Biden ve ekibi küresel oligarşinin adamları.
Neocon, Siyonist ve Evanjelist sentezi.
Klasik olarak…
Ağzından düzgün laf çıkmayan Trump’ın istisnai biçimde yapmadığını, onlar bir sürü süslü kelimelerle donatıp yapacaklar.
İçerideki kargaşalığı örtmek için dışarıda yeni savaşlar peşinde koşacaklar.
Nereden mi biliyorum?
Sabıka kayıtlarından.
Bu kabineyi biraz yakından tanıyalım isterseniz.

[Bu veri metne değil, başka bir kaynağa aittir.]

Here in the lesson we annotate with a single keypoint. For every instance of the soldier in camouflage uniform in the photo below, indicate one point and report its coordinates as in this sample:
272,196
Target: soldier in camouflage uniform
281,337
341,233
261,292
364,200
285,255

HER SAVAŞA EVET DİYEN DEMOKRAT: JOE BIDEN
30 yaşında Delaware’den senatör olarak seçilen Biden’ın Demokrat Parti’deki siyaset hayatı hep savaş destekçiliğiyle geçti.
Ronald Reagan’ın 1983’te Grenada’yı işgalini ve 1986’da Libya’yı bombalamasını destekleyen Biden, George H.W. Bush’un 1991’de Panama’yı işgali ve Bill Clinton’ın 1999’da Kosova’yı bombalamasını da alkışladı.
Tek istisnası 1991’deydi ama o da yine savaş yandaşlığıyla noktalandı.
Irak lideri Saddam Hüseyin 1991’de Kuveyt’i işgal ettiğinde Biden, Saddam’ın uluslararası bir ambargo ile kontrol altına alınabileceğine inanarak Irak’ı işgal etmeye karşı oy kullandı.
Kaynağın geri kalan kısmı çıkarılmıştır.